There’s a shared terrain between the work of my central narrators (in A Separation, a translator; in Intimacies, an interpreter) and the act of reading — and also of writing itself. Writing can be described, at least in some cases, as an act of transmission. What’s the ethical cost of acting as a conduit for language? How does it alter your position? There’s no single answer. But I think of writing as an opportunity to lay out and consider [these] questions.
In medicine, we use the term “vicarious trauma,” the idea of front-line providers being traumatized by constant exposure to death, injuries, and violence. A quote from the book reminded me of it: “Our daily activity hinged on the repeated description — not simply description, but elaboration and delineation — of matters that were, outside, generally subject to euphemism.”
I wasn’t aware of this concept, but your description speaks to me very powerfully, and certainly the idea is everywhere in the novel. When I interviewed interpreters, they told me that psychiatric counseling was made available to them, because of the nature of their work and the exposure to trauma.
Can you talk about how race and racism figure in your work?
It’s important that the central character is Japanese American. To me, the most significant scene in the novel is when the former president tells her that she belongs to two countries with deeply violent histories of aggression and imperialism. The novel is primarily about complicity — the way that we are complicit in the societies we are part of, the language we use, the institutions we serve. That scene’s intended to be a destabilizing moment for the narrator, who’s invested in the idea of her own professional and personal neutrality.
I’ve also been thinking about youth versus age. Can you speak about how age and aging impact her?
I don’t think of the narrator as young, but I’ve noticed that in descriptions of the novel, she’s almost always described as a young woman. Culturally, we seem to still value youth, as if it contains more narrative possibilities. But this narrator is not a young woman. This was important to me.
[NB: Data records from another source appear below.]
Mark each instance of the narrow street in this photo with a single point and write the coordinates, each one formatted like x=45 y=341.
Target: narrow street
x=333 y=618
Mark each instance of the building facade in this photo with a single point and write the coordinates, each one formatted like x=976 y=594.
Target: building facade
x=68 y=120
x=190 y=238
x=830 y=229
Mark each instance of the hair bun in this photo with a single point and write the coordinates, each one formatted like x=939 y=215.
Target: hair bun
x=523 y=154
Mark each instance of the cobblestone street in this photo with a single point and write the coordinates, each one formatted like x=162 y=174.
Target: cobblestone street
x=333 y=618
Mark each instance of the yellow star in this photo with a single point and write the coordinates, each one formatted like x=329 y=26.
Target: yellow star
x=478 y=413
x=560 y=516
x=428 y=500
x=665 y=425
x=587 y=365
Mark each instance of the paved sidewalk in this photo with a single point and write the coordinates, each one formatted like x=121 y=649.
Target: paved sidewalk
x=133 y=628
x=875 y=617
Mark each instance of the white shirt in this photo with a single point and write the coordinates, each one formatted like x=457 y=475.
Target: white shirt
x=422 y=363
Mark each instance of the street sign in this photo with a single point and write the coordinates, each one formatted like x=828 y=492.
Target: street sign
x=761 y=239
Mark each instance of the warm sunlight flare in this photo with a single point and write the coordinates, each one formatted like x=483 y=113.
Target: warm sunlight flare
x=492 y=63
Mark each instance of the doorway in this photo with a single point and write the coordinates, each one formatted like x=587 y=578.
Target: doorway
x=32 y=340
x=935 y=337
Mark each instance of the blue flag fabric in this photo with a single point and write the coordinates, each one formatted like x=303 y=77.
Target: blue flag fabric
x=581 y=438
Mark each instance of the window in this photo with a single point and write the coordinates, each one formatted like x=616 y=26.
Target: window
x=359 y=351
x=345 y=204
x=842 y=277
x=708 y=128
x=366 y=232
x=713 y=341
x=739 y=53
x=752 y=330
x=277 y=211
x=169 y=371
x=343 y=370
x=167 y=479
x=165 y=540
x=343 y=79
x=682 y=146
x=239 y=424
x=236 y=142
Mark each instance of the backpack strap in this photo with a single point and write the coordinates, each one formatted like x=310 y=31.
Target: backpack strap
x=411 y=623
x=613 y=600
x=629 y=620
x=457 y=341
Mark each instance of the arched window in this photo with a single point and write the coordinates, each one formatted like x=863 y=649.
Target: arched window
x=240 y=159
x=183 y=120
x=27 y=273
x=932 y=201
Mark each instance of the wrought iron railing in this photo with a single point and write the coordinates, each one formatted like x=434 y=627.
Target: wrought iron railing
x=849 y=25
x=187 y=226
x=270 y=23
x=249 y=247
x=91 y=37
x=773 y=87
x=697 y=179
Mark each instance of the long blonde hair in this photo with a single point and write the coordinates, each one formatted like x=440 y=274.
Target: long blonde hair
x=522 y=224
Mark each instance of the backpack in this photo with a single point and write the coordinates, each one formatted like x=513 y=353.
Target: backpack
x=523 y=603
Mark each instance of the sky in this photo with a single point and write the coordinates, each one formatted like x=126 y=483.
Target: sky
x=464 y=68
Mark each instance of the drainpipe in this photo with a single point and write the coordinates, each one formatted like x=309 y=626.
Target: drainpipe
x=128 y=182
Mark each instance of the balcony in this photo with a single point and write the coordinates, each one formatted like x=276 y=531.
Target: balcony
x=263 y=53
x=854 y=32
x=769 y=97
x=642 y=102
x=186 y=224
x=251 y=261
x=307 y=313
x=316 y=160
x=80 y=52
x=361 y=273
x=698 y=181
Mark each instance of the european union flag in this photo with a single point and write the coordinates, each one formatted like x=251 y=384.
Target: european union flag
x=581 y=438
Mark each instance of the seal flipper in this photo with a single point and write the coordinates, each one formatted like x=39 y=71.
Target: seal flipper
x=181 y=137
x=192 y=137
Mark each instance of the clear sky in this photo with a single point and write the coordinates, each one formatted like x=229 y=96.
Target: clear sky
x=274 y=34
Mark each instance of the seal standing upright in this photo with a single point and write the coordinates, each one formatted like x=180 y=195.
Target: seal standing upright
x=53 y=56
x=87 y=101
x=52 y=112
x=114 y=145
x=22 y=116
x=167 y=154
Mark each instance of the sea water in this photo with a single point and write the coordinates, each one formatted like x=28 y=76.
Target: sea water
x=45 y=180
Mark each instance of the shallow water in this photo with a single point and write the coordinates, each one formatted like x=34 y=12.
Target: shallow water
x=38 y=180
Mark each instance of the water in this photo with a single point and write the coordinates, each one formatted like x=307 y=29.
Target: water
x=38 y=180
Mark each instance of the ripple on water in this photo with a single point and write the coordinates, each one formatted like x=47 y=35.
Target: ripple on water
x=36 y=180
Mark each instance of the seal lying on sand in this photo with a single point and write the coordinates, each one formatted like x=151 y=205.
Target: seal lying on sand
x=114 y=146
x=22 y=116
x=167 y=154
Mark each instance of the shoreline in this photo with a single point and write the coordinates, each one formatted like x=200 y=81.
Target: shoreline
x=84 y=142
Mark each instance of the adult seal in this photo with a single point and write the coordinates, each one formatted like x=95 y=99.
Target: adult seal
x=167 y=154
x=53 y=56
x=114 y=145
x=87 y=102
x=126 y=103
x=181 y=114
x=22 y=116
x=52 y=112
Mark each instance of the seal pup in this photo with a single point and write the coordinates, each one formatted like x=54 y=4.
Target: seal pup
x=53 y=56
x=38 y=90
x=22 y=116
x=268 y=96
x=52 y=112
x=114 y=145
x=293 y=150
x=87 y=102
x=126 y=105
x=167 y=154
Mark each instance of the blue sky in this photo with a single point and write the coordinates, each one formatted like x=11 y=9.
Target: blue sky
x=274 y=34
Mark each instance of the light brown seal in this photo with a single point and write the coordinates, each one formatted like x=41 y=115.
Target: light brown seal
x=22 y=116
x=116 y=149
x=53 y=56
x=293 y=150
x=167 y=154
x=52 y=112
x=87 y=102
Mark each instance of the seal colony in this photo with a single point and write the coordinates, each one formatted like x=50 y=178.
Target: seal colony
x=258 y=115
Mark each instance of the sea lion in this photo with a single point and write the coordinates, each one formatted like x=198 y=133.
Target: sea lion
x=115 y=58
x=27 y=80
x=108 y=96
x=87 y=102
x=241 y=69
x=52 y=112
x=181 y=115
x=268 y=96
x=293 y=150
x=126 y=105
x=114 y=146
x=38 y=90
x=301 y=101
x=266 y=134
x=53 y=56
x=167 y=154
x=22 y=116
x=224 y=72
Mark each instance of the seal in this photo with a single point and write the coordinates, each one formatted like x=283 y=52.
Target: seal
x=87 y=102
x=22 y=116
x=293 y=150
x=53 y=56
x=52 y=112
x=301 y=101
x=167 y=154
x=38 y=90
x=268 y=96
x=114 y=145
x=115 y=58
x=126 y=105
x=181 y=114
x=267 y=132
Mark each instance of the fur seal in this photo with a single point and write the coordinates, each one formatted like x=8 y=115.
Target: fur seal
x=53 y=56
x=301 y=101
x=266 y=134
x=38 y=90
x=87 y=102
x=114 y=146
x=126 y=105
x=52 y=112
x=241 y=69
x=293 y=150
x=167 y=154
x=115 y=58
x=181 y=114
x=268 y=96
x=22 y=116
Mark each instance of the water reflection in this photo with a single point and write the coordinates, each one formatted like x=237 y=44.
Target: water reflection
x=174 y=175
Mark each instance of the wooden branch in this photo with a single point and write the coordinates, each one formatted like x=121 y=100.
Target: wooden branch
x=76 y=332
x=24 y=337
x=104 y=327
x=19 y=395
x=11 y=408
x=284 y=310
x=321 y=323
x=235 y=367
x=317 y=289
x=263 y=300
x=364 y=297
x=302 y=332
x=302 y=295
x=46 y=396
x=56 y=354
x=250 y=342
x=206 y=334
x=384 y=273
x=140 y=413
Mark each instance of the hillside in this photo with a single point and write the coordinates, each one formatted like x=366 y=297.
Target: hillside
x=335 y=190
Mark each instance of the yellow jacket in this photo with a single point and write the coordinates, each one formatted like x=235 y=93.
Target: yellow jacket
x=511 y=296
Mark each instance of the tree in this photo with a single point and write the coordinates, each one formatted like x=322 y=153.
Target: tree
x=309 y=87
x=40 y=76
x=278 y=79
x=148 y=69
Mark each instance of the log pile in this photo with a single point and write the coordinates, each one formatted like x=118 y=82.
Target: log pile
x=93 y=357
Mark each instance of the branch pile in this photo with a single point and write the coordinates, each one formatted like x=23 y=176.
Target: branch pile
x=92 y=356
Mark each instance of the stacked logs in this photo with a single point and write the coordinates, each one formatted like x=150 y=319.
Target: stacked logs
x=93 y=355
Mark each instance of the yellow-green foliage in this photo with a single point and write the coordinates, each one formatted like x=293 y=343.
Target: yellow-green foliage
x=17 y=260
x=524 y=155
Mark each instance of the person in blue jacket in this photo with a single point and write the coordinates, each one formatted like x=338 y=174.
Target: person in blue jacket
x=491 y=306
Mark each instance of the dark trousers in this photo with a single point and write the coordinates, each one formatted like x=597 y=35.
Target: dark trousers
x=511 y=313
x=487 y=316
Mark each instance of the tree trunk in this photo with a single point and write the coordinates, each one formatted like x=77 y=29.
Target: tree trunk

In some ways, the hopefulness at the end is counterbalanced by a certain amount of hard-earned realism and experience.
Can you talk about your research methods for this novel?
I did many of the usual things: I spent time in The Hague, I observed a trial, I interviewed interpreters, I read. The International Criminal Court, on which the court in the novel is based, makes the vast majority of the trial transcripts available online. Reading those transcripts immerses you in the language of the world.
For the narrator, it seems as though neutrality is not a good response to the dictator, but neither is judgment. What do you think is a good response to witnessing or hearing about terrible or even genocidal acts?
I think we’re tasked with maintaining cognitive dissonance between the terrible act and the smooth functioning of the world — not merely to observe it, but to keep that irreconcilable gap present in our minds, to force ourselves to live with it.
What can we hope to read next by you?
I’m working on a new novel about a performer. It will be the third in what I’ve loosely thought of as a trilogy about work and language — the first being translation in A Separation, the second being interpretation in Intimacies — but it’s in very early days.
This interview has been edited and condensed for clarity.